自家用ジェットに乗りながら環境案件に投資するビル・ゲイツ。古着のリサイクルをするファストファッションブランド。SUVの電気自動車。大インチの省エネテレビ。大量にコレクションされるマイバッグ......。最近見かける「本末転倒」。だが千里の道も一歩からというじゃないか。できるところから始めなくてどうするアクション。

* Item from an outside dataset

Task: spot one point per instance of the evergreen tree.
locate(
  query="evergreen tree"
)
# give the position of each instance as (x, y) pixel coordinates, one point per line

自家撞着に陥るのも無理はない。人間の自然界への侵食が遠因とされる疫病が世界中に蔓延し、四季なき日本には今年もまた痛ましい水害の頻発が予感され、先月末のカナダでは気温が連日50度近くにまで達した。ディストピアが常態化したせいで判断がおかしくなってしまったとて、誰が責められようか。思い余った我々は、藁をも掴む思いで政府や企業という売人が小分けに繰り出してくるSDGsという「アヘン」にすがり、一瞬の癒しを得る。しかしSDGsはこれまで通り欲望にまみれた生活を続けるための「免罪符」にすぎず、長い目で見ればほとんど誰も(人も地球も)救わない。斎藤幸平氏が「アヘン」「免罪符」などと敢えてキツい表現を使うのは、事ここに至ってはSDGsのような小手先の対処法では間に合わず、もっと大物の敵(資本主義)を知る必要を訴えようとしての深慮なのだった。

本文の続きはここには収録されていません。